Have you ever wished that you could turn off that aspect of your brain that gets unreasonably and irrationally attached to someone completely inappropriate after a night of sex and/or spooning? Well, it turns out that a solution — call it the anti-love drug — just might be on the horizon. It’s all thanks to Dr. Larry Young, a neuroscientist who is famous (at least, he’s famous in our world!) for his research into monogamy in prairie voles. These little cuties are among the less than 5 percent of mammals who share our fondness for monogamy. Dr. Young figured out that some prairie voles, due to a hormone deficiency, are less likely to bond and nest than others. He also found a way to block the similar hormone in lady voles — and this process made them less likely to fall in vole-love.

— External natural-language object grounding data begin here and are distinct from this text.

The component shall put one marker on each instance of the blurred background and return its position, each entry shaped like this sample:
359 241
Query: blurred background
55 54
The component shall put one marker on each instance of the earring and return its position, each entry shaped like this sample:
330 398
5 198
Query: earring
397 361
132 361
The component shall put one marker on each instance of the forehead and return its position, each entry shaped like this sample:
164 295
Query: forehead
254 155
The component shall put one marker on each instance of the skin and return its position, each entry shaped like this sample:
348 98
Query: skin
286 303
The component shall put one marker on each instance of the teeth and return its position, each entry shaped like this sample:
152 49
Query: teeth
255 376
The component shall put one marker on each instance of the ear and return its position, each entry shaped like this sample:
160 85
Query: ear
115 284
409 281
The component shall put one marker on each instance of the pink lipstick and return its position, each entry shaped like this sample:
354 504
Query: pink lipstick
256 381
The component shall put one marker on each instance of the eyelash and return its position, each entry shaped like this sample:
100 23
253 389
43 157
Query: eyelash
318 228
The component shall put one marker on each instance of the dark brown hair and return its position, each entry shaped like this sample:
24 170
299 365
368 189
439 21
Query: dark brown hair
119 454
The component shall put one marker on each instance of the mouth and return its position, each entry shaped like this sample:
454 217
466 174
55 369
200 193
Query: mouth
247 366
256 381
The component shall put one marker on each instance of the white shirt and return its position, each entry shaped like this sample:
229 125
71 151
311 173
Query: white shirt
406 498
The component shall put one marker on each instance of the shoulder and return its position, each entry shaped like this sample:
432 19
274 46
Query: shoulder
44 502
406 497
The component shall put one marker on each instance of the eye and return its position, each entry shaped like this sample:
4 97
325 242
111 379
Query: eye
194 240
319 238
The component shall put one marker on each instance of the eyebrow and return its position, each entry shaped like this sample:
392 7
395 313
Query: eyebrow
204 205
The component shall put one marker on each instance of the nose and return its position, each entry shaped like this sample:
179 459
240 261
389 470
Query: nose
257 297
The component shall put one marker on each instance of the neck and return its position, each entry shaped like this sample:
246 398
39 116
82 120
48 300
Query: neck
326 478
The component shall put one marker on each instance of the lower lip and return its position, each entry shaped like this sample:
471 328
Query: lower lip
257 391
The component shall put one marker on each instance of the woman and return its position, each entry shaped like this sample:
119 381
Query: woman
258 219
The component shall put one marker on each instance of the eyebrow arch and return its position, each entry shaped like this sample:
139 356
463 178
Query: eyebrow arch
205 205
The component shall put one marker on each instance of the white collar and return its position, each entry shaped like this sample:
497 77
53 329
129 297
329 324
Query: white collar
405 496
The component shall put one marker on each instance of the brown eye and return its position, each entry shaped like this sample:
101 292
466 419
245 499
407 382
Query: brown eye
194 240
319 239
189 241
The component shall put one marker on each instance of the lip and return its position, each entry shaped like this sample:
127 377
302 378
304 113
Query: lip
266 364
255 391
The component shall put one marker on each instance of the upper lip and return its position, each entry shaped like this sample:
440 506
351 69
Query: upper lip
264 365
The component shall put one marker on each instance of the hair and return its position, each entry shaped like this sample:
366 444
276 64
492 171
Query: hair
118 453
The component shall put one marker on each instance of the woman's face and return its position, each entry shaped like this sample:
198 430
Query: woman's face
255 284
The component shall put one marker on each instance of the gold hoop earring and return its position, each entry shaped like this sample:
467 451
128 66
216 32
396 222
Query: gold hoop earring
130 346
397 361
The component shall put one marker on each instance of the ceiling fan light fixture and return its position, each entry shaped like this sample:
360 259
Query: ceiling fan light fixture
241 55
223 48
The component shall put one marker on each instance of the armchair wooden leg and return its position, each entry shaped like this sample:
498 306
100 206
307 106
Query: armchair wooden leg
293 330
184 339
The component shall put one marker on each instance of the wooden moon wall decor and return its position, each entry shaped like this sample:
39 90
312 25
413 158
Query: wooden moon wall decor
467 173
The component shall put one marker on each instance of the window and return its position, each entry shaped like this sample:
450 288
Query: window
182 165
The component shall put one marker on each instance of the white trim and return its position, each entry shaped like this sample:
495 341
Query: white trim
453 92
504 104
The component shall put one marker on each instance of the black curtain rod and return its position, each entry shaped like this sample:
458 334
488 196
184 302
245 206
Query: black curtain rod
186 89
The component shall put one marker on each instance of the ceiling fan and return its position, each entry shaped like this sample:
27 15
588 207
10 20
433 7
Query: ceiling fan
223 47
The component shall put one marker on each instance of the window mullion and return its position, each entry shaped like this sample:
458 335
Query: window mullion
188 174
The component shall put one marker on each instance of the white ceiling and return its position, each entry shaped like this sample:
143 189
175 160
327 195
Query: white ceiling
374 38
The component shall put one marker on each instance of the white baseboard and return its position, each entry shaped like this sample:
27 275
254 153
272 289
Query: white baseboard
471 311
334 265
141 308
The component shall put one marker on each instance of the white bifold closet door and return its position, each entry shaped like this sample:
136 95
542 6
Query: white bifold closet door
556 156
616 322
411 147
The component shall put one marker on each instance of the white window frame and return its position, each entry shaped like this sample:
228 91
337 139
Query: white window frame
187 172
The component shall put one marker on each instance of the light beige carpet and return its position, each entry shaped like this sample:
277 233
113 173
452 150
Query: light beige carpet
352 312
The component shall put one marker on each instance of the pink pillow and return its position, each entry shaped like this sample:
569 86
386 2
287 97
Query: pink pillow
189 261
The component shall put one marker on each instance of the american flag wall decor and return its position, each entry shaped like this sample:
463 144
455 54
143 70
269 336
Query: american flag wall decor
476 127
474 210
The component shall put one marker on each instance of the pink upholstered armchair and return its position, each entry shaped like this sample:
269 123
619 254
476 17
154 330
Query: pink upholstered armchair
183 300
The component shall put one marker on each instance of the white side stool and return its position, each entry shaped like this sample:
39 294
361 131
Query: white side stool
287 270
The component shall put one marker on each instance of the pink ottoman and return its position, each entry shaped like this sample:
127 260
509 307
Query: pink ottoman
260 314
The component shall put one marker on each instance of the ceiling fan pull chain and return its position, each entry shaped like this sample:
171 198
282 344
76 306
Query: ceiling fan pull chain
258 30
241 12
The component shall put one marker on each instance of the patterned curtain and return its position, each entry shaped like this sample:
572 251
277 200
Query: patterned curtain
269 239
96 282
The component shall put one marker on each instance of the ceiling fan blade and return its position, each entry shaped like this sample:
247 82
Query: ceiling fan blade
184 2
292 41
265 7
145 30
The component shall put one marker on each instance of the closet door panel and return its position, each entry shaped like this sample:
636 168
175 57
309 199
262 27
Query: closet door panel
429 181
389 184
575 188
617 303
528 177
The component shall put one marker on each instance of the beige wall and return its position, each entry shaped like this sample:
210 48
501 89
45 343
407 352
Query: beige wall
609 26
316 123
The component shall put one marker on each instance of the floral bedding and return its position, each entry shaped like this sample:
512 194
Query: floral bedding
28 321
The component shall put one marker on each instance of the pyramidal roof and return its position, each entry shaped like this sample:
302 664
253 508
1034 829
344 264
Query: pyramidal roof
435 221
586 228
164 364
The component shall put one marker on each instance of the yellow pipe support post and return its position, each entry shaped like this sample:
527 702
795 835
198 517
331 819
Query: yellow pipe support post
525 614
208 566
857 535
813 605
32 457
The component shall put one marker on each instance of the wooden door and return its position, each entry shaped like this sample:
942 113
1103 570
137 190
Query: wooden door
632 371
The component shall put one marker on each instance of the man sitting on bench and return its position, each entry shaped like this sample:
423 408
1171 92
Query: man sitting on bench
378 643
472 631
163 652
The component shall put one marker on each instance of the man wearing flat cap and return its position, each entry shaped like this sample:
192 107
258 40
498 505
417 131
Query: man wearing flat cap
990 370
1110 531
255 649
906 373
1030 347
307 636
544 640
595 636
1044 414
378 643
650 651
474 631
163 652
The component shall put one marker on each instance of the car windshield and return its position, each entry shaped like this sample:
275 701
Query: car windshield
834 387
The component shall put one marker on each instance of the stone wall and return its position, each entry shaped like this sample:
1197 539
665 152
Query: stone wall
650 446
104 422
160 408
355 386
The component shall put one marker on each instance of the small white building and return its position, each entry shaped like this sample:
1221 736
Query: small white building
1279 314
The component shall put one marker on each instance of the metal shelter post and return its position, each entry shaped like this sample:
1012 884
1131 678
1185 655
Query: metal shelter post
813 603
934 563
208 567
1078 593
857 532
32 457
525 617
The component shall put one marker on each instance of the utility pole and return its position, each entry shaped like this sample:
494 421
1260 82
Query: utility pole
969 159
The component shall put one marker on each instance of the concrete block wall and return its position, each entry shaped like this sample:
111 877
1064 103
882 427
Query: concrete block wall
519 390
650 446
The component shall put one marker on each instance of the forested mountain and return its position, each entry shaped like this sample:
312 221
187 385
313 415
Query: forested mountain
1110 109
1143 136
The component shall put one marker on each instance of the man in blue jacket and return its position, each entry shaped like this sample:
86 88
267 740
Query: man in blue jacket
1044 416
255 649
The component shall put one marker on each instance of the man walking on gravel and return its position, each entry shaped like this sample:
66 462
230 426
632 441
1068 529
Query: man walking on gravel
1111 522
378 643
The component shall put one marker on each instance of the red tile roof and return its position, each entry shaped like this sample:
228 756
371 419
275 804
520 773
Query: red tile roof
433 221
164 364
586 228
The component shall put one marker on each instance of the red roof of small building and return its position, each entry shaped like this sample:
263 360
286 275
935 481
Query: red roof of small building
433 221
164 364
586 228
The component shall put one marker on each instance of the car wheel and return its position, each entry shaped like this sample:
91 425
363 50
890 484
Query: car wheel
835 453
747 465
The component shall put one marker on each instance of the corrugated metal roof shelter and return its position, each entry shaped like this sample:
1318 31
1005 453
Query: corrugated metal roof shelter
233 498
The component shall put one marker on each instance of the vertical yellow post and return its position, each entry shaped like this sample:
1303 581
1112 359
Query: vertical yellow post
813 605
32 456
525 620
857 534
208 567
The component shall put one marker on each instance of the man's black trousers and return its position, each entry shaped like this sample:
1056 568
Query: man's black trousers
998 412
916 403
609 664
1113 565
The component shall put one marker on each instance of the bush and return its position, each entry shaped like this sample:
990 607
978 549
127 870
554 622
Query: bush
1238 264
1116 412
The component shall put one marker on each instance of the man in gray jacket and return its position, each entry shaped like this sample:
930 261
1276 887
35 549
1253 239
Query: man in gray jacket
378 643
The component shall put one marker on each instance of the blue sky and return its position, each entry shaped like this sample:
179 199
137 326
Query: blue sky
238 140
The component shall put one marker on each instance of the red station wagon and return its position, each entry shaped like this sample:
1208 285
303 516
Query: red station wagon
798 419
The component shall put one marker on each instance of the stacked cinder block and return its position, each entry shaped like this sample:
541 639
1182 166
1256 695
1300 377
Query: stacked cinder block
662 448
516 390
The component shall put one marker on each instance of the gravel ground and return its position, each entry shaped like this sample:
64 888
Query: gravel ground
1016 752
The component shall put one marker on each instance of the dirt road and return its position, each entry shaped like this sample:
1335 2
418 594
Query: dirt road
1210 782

It’s not a giant leap to say that similar hormones (and hormone deficiencies) may have the same results in humans. So, the theory goes, if you wanted to fall in love all over again with your spouse of 30 years, you could get a hormone booster shoot — and if you wanted to booty call to your heart’s content without the fear of becoming a leg-clinger, you could take hormone blockers. (We suppose this would also mean that “It’s not you, it’s my hormones” could soon be considered a pathetic attempt at an excuse.)
All of which is excellent news for couples in a rut or women with a weakness for cowboys or bad boys. But it’s not such good news for two advice ladies who make a living by helping people figure out sex with and without love — and love with and without sex. But hey, until the FDA approves the love drug and the anti-love drug, we’ll be here for you.